IRJ (Information Resources, Inc.) Marketing Fact Book. 
Contains data on grocery store purchases from a representative sample of static qualifying U.S. panelist households to help make intelligent inferences for strategic planning and decision making. These purchases are continuously tracked across all UPC-coded brand-items in all categories.  

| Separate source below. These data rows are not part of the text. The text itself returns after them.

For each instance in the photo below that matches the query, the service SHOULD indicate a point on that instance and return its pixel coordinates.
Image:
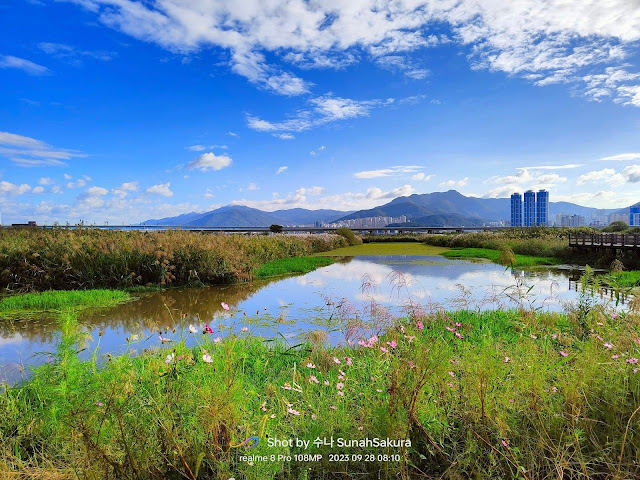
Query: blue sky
(118, 111)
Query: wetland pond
(372, 289)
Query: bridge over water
(607, 241)
(257, 230)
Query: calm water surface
(361, 287)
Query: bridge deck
(605, 240)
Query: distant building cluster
(563, 220)
(365, 222)
(534, 211)
(634, 216)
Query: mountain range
(449, 208)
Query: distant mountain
(444, 220)
(421, 206)
(302, 216)
(241, 216)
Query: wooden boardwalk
(606, 240)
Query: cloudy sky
(119, 111)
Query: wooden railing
(605, 240)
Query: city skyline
(125, 111)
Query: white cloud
(455, 183)
(123, 190)
(387, 172)
(422, 176)
(632, 173)
(622, 157)
(74, 55)
(13, 189)
(375, 193)
(92, 198)
(8, 61)
(580, 42)
(196, 148)
(30, 152)
(210, 161)
(161, 189)
(77, 184)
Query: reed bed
(86, 258)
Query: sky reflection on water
(292, 306)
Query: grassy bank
(38, 259)
(493, 255)
(479, 395)
(386, 248)
(56, 300)
(286, 266)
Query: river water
(372, 289)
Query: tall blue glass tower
(516, 210)
(542, 208)
(634, 216)
(529, 208)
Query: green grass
(516, 395)
(388, 248)
(285, 266)
(489, 254)
(629, 279)
(60, 300)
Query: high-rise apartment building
(529, 208)
(542, 208)
(634, 216)
(516, 210)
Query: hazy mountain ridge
(443, 208)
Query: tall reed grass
(84, 258)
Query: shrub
(349, 236)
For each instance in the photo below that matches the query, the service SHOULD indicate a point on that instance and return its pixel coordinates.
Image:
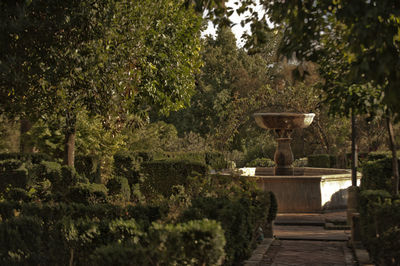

ISS (Institutional Shareholder Services, (formerly RiskMetrics). 
Contains corporate governance data. 

ISSM (Institute for the Study of Security Markets). 
Contains tick-by-tick data covering the NYSE and AMEX between 1983 and 1992, and NASDAQ between 1987 and 1992. Each year of data is divided into two files, one for trades and one for quotes.  

KLD Research (now MSCI)
Provides information on corporate social responsibility.

OTC Markets. 
Provides end of day pricing for over the counter stocks. 

Option Metrics.  

Contains intraday transactions data (trades and quotes) for all securities listed on the New York Stock Exchange (NYSE), American Stock Exchange (AMEX), as well as Nasdaq National Market System (NMS) and SmallCap issues.  Also contains data related to SEC Regulation SHO per the terms of the SRO requirement to make Short Sale transactions data available on a monthly basis for trade dates beginning January 2005 through the pilot period ending 2007. (SROs are self-regulatory organizations in the securities industry, such as the NYSE, that create and enforce rules for its members based on the federal securities laws.)

Penn World Tables
The Penn World Tables provides national income accounts-type of variables converted to international prices. The homogenization of national accounts to a common numeraire allows valid comparisons of income among countries. Data comes from Alan Heston, Robert Summers and Bettina Aten, Penn World Table Version 6.1, Center for International Comparisons at the University of Pennsylvania, October 2002.

RavenPack Data
RavenPack analyzes unstructured content from thousands of publications to extract information on named entities and financially-relevant events in the public eye. Structured data is in a form that allows users to control for media effect and create research based on news and social media; over 16 years of historical data available timestamped to the millisecond. 

 

TRACE (Trade Reporting and Compliance Engine). 
The TRACE Historical Time and Sales data is available through WRDS. The information collected and disseminated for all publicly traded corporate bonds by TRACE includes the time of execution, price, yield, and volume.  

Thomson-Reuters Institutional Holdings (13F) Database. 
Provides Institutional Common Stock Holdings and Transactions, as reported on Form 13F filed with the SEC. This database contains ownership information by institutional managers with $100 million or more in Assets Under Management (Section 13(f) Securities).